Teranyar, pada Minggu (12/10/2025) dini hari WIB, masing-masing striker tersebut menyumbang satu gol krusial dalam kemenangan 3-1 yang didapat di kandang Estonia. Satu gol lain dilesakkan oleh debutan Francesco Pio Esposito, sekaligus menempatkan Italia (12 poin/5 laga) menempel ketat Norwegia (18 poin/6 laga) di peringkat kedua Grup I Kualifikasi Piala Dunia 2026 Zona Eropa.
Sebuah hasil yang menjadi winning streak ketiga sejak ditukangi Gattuso, dan ini sontak memberikan angin sejuk pada negara yang sempat terancam tidak ikut Piala Dunia tiga kali berturut-turut. Kegagalan ke Rusia 2018 dan Qatar 2022 sudah cukup menyakitkan, dan kini harapan tampil di Amerika Utara tahun 2026 kembali membuncah di dada Tifosi.

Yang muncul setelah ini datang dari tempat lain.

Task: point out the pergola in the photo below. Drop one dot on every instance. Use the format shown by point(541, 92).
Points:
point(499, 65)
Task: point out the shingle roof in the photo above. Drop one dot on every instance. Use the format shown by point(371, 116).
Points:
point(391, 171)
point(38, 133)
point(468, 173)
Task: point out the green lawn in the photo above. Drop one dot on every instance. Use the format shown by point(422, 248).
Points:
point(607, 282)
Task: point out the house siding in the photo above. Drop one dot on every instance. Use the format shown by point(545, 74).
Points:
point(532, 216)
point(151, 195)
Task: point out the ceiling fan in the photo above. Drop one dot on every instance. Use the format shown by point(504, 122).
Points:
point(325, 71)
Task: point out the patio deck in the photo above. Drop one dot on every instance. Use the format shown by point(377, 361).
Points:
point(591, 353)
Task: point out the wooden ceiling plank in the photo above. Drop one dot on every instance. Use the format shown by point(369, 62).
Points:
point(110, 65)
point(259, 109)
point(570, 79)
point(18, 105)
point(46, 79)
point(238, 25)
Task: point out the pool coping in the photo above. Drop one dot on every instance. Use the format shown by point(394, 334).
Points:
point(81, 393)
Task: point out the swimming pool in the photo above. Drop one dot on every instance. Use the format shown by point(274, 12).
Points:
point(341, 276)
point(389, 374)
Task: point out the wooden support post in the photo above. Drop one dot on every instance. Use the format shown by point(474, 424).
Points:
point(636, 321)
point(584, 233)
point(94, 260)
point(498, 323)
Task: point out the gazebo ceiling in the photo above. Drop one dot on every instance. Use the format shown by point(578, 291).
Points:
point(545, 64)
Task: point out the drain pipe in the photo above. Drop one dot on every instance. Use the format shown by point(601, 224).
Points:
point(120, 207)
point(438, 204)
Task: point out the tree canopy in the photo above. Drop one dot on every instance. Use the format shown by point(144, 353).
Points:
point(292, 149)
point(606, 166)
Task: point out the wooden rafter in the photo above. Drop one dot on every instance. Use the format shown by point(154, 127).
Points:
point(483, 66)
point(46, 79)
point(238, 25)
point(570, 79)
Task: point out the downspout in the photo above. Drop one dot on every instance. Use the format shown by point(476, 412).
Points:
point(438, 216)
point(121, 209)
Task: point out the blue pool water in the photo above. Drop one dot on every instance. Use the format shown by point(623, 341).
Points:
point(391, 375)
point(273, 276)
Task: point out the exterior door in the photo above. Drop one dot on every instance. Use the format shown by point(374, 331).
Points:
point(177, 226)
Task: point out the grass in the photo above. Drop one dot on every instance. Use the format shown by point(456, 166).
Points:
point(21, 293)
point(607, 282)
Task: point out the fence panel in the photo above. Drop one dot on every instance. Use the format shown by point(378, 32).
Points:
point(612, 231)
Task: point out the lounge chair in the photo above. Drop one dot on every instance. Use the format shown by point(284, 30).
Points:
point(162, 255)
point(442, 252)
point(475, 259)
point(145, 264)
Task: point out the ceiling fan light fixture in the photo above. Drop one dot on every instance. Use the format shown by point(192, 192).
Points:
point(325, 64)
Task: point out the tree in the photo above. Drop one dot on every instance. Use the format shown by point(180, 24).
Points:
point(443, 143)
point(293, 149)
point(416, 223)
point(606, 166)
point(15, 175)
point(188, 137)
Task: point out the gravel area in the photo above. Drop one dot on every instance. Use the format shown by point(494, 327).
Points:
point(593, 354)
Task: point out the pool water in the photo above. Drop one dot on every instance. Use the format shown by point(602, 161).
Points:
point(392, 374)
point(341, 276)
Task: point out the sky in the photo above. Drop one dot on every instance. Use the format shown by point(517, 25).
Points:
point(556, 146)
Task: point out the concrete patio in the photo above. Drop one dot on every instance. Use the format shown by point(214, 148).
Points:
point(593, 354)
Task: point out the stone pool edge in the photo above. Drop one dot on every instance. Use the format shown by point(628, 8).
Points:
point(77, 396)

Ini bukan sekadar menang, ini tentang cara menang, dan siapa yang mencetak gol. Duet Retegui-Kean muncul ke permukaan sebagai solusi instan dan terbukti efektif. Lantas, bagaimana maksudnya Retegui dan Kean serupa duet Kane dan Drogba?Â
Mari kita bahas tuntas, mengapa Italia kini punya dua "monster" baru di lini depan.
Waktu Mengubah Kedewasaan Retegui dan Kean
Duet maut ini tidak muncul dari ruang hampa. Ada proses kedewasaan dan dinamika waktu yang membentuk keduanya menjadi sosok yang matang dan siap secara mental untuk memimpin lini serang negara adidaya sepak bola.
Mateo Retegui sempat menjadi sorotan tajam di bursa transfer musim panas lalu. Pemain berdarah Argentina yang berkarier di Italia ini membuat keputusan mengejutkan dengan pindah dari Atalanta ke Al Qadisiah di Liga Pro Saudi. Kasat mata, pemain 26 tahun ini jelas mengutamakan pundi dengan gaji bombastis, kabarnya mencapai 20 juta Euro per musim untuk merumput di Arab Saudi.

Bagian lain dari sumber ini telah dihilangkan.